南総里見八犬伝所縁の富山(349.5m)である。登りたいなと同期に声を掛けると、蔭山と松井が賛同。昨年12月に岩井(松井は小学校の臨海学校で行ったと)に一泊して登る計画を立てたが、コロナの急激な感染増加で中止せざるを得なかった。今年になっても晴れた日に大丸山頂上から富山を眺めていたが、松井から昨年地図も買ったので今年は是非登りたいとのメールがあり、10月半ばになり急に感染が一段落したので、同期に改めて声を掛けたところ、昨年と同じ3人で12月6日に岩井に一泊して、7日に登ることになった。

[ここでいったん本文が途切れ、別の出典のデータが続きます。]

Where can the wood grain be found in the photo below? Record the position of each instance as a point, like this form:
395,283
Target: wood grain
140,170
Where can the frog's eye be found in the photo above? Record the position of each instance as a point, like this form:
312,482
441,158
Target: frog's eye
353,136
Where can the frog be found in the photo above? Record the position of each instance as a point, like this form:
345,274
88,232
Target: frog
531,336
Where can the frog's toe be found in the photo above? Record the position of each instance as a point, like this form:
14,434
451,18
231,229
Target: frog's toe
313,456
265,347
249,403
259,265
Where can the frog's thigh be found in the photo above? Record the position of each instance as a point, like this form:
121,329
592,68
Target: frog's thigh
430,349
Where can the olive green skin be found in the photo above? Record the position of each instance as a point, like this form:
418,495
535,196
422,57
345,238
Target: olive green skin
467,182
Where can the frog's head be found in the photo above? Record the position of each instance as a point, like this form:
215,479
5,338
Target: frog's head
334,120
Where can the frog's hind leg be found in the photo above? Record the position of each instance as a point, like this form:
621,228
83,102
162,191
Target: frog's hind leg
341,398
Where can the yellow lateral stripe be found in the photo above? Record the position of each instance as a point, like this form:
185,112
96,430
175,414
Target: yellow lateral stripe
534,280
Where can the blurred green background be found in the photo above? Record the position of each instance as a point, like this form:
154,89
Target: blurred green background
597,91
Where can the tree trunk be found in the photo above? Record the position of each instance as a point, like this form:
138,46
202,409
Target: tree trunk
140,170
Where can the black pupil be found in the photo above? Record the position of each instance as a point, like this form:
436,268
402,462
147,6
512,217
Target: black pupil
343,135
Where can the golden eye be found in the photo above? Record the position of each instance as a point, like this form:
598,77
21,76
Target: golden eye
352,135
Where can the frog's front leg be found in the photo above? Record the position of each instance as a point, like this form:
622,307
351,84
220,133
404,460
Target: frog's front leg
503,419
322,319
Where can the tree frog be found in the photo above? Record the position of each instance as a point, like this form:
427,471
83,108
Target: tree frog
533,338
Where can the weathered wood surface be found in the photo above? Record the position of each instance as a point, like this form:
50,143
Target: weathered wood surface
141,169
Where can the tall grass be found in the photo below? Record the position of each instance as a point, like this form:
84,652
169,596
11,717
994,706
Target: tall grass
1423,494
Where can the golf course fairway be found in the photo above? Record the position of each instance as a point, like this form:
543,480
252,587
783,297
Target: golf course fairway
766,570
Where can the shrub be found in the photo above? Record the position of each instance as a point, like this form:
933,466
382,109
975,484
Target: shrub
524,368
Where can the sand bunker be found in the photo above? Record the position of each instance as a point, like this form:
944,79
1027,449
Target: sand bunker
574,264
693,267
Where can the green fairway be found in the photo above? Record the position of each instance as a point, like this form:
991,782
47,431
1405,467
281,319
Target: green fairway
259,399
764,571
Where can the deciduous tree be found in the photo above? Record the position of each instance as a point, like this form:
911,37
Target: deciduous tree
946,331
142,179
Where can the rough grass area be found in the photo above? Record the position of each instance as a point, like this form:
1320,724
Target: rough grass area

 最近の天気予報は従来とは変動パターンが違うのか当たらないことが多いが、魚料理とビールで話し込み、好天を祈って寝た夜は予報の雨もなく、翌朝も予報に反して青空も少し見える好天であった。人一人いない岩井海岸(三浦半島がかすかに見えた)を回って、菜の花や水仙の花を見ながら福満寺を目指した。そこから急な坂道を登り始めて約1時間、仁王杉に至り、苔むした階段と崩れ掛けたお堂の横を登り南峰往復。さらに進んで三角点、皇太子(現天皇)ご一家の登山記念碑と木製の展望台のある北峰頂上広場で綺麗に咲いた水仙を楽しみ、北峰と南峰の間の八犬士終焉の地で岩井の街を見下ろしながら大休止し、同じ道を下山した(もう一つの伏姫籠穴ルートは道が崩れて通行止め)。途中、仁王杉で中学生一行(先生と生徒で30名くらい)が登ってきたが、これがこの日唯一の人との出会いであった。

 楓の紅葉が残り、藪柑子は赤い実をつける一方で、水仙は咲き、蛇苺も二つだけ赤い実をつけていた。まさに晩秋と早春が混在した、静かななかなか魅力的なヤマであった。